Is your radio brand just a radio brand?
This past holiday season one movie changed what it means to be a “movie,” and there’s a lesson wrapped up in that change for any radio brand, too.
What makes this different is that they’re not just using pre-existing assets [and repurposing them across channels]. They’re taking a core asset (WILL FERRELL) and investing the time and money to create BRAND NEW PIECES OF CONTENT that they can customize and target AT ANY SEGMENT OF THEIR AUDIENCE.

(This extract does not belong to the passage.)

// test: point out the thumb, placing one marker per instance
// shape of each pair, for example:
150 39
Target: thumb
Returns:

This extra effort puts their “core asset” in the path of large audiences of many other brands – not by a promo or a spot, but by the addition of unique and compelling content which adds value to the partner brand and attracts more consumers to the movie theater turnstiles and the stream of spinoff content (sequels, DVD’s) that depend on them.
The end result: Everybody’s happy.
Assuming, of course, that all that incremental attention translates to the box office – and in this case it did not.
But the bar is high for a major motion picture – particularly one based off a ten-year-old original that has been televised hundreds of times. It costs time, money, and effort to see a movie on the big screen, after all – and mediocre word-of-mouth on the film didn’t help.
Listening to your radio brand, however, remains free and easy. See a morning show do something funny on TV? What does it cost to check them out tomorrow on the radio? Nothing!
So what is your “core asset”? How can you put that core asset in the way of the audiences of other brands such that it adds content to those brands while also attracting their consumers to your brand?